They must yield to societal and constitutional recognition of expanding frontiers of family life and intimate relationships. Our Constitution guarantees not only dignity and equality, but also freedom of religion and belief. What is more, section 15(3) of the Constitution foreshadows and authorises legislation that recognises marriages concluded under any tradition or a system of religious, personal or family law. Such legislation is yet to be passed in regard to Islamic marriages.”[1] (Footnotes omitted.)

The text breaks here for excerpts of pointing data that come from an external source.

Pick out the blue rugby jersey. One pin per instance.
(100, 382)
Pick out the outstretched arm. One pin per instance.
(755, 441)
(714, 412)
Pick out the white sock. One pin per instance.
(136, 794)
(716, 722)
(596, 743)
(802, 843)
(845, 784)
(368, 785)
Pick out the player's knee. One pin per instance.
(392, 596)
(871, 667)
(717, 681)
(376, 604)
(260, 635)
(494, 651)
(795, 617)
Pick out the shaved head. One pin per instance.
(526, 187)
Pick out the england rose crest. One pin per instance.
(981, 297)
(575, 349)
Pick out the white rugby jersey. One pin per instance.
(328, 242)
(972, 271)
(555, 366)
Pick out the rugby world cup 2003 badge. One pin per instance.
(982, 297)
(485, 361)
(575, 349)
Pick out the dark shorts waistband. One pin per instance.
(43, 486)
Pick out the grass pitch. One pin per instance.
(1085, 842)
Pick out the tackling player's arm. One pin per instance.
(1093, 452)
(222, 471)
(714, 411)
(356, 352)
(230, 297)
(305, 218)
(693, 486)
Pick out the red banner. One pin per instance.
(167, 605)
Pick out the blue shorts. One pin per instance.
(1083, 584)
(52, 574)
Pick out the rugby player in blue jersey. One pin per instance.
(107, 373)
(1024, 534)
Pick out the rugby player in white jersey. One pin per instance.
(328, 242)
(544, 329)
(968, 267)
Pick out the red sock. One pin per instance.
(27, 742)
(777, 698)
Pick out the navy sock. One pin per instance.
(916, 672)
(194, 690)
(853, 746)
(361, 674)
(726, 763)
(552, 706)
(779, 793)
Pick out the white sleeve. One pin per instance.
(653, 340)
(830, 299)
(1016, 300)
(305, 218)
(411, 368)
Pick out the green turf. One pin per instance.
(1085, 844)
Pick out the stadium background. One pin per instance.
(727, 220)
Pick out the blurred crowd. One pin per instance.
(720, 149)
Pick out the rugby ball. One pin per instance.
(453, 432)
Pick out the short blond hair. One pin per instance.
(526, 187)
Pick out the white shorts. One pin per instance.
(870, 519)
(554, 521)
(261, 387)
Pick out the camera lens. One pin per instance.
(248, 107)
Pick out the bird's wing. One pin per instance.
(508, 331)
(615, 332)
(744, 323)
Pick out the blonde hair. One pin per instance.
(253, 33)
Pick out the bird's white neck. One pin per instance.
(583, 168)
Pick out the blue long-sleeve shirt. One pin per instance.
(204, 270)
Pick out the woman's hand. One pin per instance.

[108]The special provisions of section 15(3) are anchored in a section of the Constitution dedicated to protecting freedom of religion, belief and opinion. In this sense they acknowledge the right to be different in terms of the principles governing family life. The provision is manifestly designed to allow Parliament to adopt legislation, if it so wishes, recognising, say, African traditional marriages, or Islamic or Hindu marriages, as part of the law of the land, different in character from, but equal in status to general marriage law. Furthermore, subject to the important qualification of being consistent with the Constitution, such legislation could allow for a degree of legal pluralism under which particular consequences of such marriages would be accepted as part of the law of the land. The section “does not prevent” legislation recognising marriages or systems of family or personal law established by religion or tradition. It is not peremptory or even directive, but permissive. It certainly does not give automatic recognition to systems of personal or family law not accorded legal status by the common law, customary law or statute. Whether or not it could be extended to same-sex marriages, which might not easily be slotted into the concept of marriage or systems of personal or family law “under any tradition”, it


  1. Id at paras 74–5.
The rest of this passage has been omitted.